In the United States today, over 120,000 people await organ donation for life-threatening illnesses. Unfortunately, twenty-two people die each day because demand far outweighs supply. However, that may soon change. Radically, bold moves in stem cell research and 3D printing are offering new hope that may eliminate the need for organ donation. Additionally, these same discoveries have tremendous implications for neurological disorders. 3D printing for medical use and neurological stem cell technology could eventually be a mainstream technique. Several innovative companies and bioengineering experts are leading the way.
Understanding 3D Printing for Medical Use
The use of neurological stem cell technology is not necessarily new. In fact, researchers have actively studied stem cell research for Parkinson’s disease and spinal cord injuries for many years. But 3D printing for medical use is accelerating the potential of neurological stem cell technology.
There were injections or surgical implants of stem cells available in the past with the hope they would survive and function. However, there were limitations to the positive outcomes from these studies. With 3D printing for medical use, however, results look to be much more promising and exciting.
The printing “bio-ink” for medical 3D printing are stem cells. Of course, the ink requires a special kind of “paper” for printing. Interestingly, bioengineers utilize other types of structures for the printing of neurological stem cell technology. The resultant 3D structure then allows these stem cells to develop into specific neuronal tissues or even neurological organs themselves And because stem cells come from the person being treated, tissue rejection chances are much less.
Bold Potential for Common Brain Diseases
Brain transplants are not on the horizon…yet. But 3D printing for medical use offers tremendous potential for treating common neurological disorders in the very near future. Specifically, neurological stem cell technology could be a key to treatments in Parkinson’s disease, epilepsy, brain trauma, and even schizophrenia. In essence, 3D printing for medical use could allow neurological stem cell technology to replace dysfunction or degenerative neurons.
At the University of Wollongong in Australia, researchers have been pursuing this approach for over a year. They printed pluripotent stem cells onto a 3D scaffold to create neurons that made specific brain chemicals. The goal is to then place these cells in the brains of patients with specific conditions lacking these neurotransmitters. This is how neurological stem cell technology could restore function to a variety of neurological illnesses.
Major Headway for Spinal Cord Injury Treatment
In addition to treating neurological diseases of the brain, neurological stem cell technology also offers promise for spinal cord injuries. In the U.S., over 17,000 new spinal cord injuries occur each year with notable disabilities. However, at the University of Minnesota, researchers have successfully used 3D printing for medical use to help these individuals.
Funded by Conquer Paralysis Now, specialized stem cells are printed onto a silicone structure.

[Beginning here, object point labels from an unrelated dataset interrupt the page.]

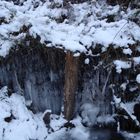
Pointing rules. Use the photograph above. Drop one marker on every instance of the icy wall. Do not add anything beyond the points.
(32, 72)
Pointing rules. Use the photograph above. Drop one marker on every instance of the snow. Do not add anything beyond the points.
(86, 25)
(138, 78)
(122, 65)
(87, 61)
(25, 125)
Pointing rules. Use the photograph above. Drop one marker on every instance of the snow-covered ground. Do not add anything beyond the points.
(17, 122)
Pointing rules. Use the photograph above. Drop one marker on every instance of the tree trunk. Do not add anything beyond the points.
(70, 86)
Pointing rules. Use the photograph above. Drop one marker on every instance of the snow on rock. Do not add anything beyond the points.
(89, 114)
(23, 124)
(85, 25)
(138, 78)
(18, 123)
(87, 61)
(122, 65)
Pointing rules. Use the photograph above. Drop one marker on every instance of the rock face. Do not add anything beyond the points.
(39, 74)
(33, 73)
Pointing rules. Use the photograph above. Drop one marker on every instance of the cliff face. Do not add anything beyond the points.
(37, 73)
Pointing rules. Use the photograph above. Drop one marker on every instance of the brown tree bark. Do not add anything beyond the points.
(70, 86)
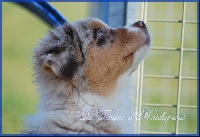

This structure is then inserted as a “bridge” between healthy spinal cord areas. Researchers are finding that roughly three-quarters of the stem cells are surviving, which is a marked improvement. Thus, this form of neuromedicine could offer a radical new option of care.
Advancing Care Through Research
Indeed, 3D printing for medical use and neurological stem cell technology is exciting in terms of new disease treatments. But other companies are advancing discoveries by facilitating neurological research. Celprogen, Inc., is recognized as a bold business leader in stem cell research and therapeutics. Recently, the company successfully used 3D printing for medical use to recreate an entire brain from stem cells.
While this does not offer any direct treatment options, it does enable researchers to have access to brain tissue for study. This means that there is an acceleration in the capacity to understand neurological diseases and research the effects of new drugs. For example, stem cells from a Parkinson’s disease patient could recreate a “Parkinson’s brain” for active research. Not only does this avoid animal research, it speeds up the investigative process as well.
Challenges Ahead for Neurological Stem Cell Technology
Several obstacles exist for 3D printing for medical use. For one, all tissues need blood circulation. Matching up a person’s existing blood vessels with that of 3D-printed tissues poses a challenge. Likewise, some stem cell types have the potential for developing into tumors called teratomas. However, ongoing research is actively looking to solve these problems. And thus far, there clearly spells progress. Given the speed at which these developments are proceeding, 3D printing for medical use is likely right around the corner.